[Study Thread] PLE-1 — MTL and the Evolution Toward Gated Experts (Shared-Bottom → MMoE)

PLE-1 of the “Study Thread” series — a parallel English/Korean sub-thread running PLE-1 → PLE-6 that summarizes the papers and math foundations behind the PLE architecture used in this project. Source: the on-prem 기술참조서/PLE_기술_참조서 document (the full PDF will be attached to PLE-6). adaTT is split off into its own ADATT-1 ~ ADATT-4 sub-thread. This first post starts at the root motivation for multi-task learning, shows the mathematical face of Negative Transfer, and then walks through where Shared-Bottom and MMoE each break down — PLE, the third wave that actually works, is the subject of PLE-2.

The Case for Multi-Task Learning

Root motivation — learning one thing helps you learn the next

A recommender system has to produce dozens of predictions at once: CTR (click-through rate), CVR (conversion), churn, LTV (lifetime value), and so on. The obvious move is to train an independent model per task. But in practice the tasks are related to each other.

A customer with high CTR is also more likely to convert (a funnel relationship).
A customer at high churn risk has low retention (inverse correlation).
Spending patterns are the core signal for LTV.

Exploiting that relatedness gives a dramatic boost in data efficiency. If a pattern discovered while learning task A is also useful for task B, the same data buys you a richer representation. That is the core motivation of multi-task learning (MTL).

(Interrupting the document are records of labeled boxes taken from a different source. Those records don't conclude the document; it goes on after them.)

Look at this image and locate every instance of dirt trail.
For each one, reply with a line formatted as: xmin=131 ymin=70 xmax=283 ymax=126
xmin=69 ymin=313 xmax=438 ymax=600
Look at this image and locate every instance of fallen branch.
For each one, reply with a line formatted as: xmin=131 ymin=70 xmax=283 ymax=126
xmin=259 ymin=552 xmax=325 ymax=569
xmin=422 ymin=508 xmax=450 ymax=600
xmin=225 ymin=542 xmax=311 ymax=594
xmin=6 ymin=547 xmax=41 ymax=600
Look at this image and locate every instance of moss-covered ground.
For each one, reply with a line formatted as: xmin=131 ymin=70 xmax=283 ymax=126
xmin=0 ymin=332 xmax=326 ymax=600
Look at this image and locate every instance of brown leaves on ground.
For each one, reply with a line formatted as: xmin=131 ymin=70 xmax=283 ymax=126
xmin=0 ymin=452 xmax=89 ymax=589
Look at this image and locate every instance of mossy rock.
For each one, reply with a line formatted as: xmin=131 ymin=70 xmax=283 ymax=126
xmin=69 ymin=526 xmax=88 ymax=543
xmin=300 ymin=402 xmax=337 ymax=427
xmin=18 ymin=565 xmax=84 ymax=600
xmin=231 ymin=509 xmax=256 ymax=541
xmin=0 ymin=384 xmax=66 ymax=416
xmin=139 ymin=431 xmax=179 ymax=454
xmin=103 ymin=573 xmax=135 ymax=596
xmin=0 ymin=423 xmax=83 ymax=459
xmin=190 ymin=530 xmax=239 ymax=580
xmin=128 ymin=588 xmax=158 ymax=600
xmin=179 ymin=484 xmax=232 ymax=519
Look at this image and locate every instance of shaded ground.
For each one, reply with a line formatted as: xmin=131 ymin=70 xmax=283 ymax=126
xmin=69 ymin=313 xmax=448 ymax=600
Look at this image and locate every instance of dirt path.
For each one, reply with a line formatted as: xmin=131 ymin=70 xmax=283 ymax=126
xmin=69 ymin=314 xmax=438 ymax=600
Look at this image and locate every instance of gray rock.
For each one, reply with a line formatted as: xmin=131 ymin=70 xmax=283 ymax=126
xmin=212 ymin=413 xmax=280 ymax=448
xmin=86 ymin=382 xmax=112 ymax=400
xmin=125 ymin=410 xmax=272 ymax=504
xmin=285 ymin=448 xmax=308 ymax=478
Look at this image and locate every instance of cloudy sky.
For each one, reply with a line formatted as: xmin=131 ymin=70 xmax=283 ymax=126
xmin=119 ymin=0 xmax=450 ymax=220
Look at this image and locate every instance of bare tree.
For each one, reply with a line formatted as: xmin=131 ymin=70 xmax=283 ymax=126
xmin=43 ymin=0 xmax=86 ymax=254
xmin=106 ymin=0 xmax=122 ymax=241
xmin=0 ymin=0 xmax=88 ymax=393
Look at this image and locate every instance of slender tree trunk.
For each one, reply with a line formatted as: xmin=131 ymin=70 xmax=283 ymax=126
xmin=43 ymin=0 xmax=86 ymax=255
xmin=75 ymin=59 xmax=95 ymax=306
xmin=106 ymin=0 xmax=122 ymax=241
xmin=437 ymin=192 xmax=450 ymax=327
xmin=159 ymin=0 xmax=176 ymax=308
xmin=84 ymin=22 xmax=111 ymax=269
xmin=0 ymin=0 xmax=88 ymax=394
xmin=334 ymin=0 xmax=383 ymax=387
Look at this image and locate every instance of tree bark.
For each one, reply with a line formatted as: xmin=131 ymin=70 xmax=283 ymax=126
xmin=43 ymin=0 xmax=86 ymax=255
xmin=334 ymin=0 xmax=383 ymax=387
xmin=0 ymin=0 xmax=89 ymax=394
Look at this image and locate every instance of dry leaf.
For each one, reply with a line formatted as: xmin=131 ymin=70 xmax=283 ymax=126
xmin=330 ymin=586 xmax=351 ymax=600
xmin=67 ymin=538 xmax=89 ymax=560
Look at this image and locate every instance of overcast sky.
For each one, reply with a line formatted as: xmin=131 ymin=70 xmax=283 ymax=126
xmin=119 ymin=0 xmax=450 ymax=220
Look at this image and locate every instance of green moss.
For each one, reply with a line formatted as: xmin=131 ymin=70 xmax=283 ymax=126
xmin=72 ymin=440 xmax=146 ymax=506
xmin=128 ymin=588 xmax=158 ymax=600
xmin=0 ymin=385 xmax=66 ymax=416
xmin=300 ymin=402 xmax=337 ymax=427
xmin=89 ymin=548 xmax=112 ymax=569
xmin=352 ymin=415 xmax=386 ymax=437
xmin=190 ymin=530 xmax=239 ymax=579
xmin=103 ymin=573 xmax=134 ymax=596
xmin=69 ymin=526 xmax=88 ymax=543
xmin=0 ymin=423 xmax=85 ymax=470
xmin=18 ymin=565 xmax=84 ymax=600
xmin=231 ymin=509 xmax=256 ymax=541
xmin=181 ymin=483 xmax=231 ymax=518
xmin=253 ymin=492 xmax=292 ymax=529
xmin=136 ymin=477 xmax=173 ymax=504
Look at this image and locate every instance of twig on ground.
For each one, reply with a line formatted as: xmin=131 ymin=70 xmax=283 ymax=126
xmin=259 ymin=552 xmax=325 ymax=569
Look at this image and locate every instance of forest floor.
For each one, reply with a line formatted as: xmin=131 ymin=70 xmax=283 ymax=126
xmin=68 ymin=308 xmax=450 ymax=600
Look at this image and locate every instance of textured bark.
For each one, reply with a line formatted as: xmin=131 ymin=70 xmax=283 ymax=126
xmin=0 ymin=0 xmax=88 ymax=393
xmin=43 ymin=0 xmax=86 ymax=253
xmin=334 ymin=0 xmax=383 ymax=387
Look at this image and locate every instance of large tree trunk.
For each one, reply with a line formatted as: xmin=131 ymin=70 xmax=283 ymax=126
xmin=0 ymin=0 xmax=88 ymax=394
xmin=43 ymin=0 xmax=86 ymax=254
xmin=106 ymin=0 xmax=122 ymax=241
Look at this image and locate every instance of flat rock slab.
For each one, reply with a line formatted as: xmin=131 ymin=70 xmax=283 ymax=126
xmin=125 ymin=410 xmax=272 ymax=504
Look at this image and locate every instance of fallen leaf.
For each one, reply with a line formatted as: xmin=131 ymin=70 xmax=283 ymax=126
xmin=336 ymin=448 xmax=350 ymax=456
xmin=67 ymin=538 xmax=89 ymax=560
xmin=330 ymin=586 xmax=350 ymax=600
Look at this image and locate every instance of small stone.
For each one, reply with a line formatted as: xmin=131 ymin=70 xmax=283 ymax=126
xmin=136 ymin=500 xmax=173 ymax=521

Analogy — learning a foreign language. Someone who already speaks Spanish will pick up Italian faster. The two languages share a large fraction of their roots, grammar, and phonetic rules. The “understanding of how Romance-family languages are put together” acquired from one transfers to the other. In MTL, that shared structural understanding is exactly what the Shared Expert is asked to carry.

A statistical view — inductive bias and regularization

A single-task model trains only on its own data, which makes overfitting a real risk. MTL has multiple tasks implicitly regularize each other through a shared representation.

$\mathcal{L}_{MTL} = \sum_{k=1}^{K} w_k \cdot \mathcal{L}_k(f_k(\mathbf{h}_{shared}(\mathbf{x})))$

When this total loss is minimized, $\mathbf{h}_{shared}$ cannot easily overfit to any single task. Only representations that are useful to every task at the same time survive in $\mathbf{h}_{shared}$ . This is a different kind of regularization from L2 or Dropout — it is inter-task regularization.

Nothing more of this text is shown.